Students face post-COVID job uncertainty

The ING Bank Future Focus Report released this week has found almost half of all millennials in Australia will be looking for a new job during the COVID-19 pandemic.

However, an increasingly uncertain job market awaits recent and upcoming graduates from TAFE and university. The Australian Bureau of Statistics says that payroll jobs have fallen by 7.3 per cent from mid-March to early May 2020.

These statistics could greatly impact young people trying to find work in an already difficult job market.

This week the Federal Court ruled that regular casual shift workers who are paid 25 per cent loading may also be entitled to benefits such as annual leave.

The WorkPac v Rossato case ruling has changed the definition of casual employment and understanding that casuals are paid 25 per cent loading instead of permanent staff entitlements.

Australian Industry Group chief executive, Innes Willox, says the decision could discourage employers from engaging new employees and increase unemployment among young people who are already disadvantaged in the labour market.

Martha Silaban, a current Curtin University student, has been struggling to find work since last year.

“I’ve applied through LinkedIn and sent online applications. I have experience as an administrator and personal assistant so I applied for that kind of job,” she says.

“I’ve also searched and applied for jobs that are relevant to my major in Creative Practices.”

Ms Silaban says she is finding it hard to remain optimistic during the current health crisis.

“When the pandemic first emerged, I read in the news that many people had been laid off.

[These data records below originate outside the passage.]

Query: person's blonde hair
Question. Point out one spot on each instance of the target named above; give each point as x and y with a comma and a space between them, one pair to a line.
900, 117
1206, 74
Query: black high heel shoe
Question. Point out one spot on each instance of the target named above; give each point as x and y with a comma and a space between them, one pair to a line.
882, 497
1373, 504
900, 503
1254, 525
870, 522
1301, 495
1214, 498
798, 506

I felt very discouraged and hopeless,” she says.

“I was thinking to go back home [overseas] after I complete my studies but the situation back home is not much better.”

Ms Silaban is not alone.

ING reported findings that one in three Australians expect job opportunities to be very hard to come by as a result of the current crisis.

Curtin University career development consultant Stuart Hunter says students should see this as an opportunity to try something different.

“Whilst the job market remains relatively cautious, this is not likely to be a situation to continue forevermore,” he says.

“This can also be a good chance to take the time to revamp your online presence as that will be the first point of contact that employers will be having.”

Mr Hunter says while the economy has been really heavily impacted, he holds hope things will improve.

“The biggest hit sectors such as sports, recreation, arts, entertainment and hospitality, they’ve seen a significant downturn simply because they’ve been unable to provide a service,” he says.

“Overtime as restrictions ease and these industries are allowed to trade once more, more and more staff will be required to meet the demand. [This] will signal the beginning of a slow re-start to what is currently a stalled economy.”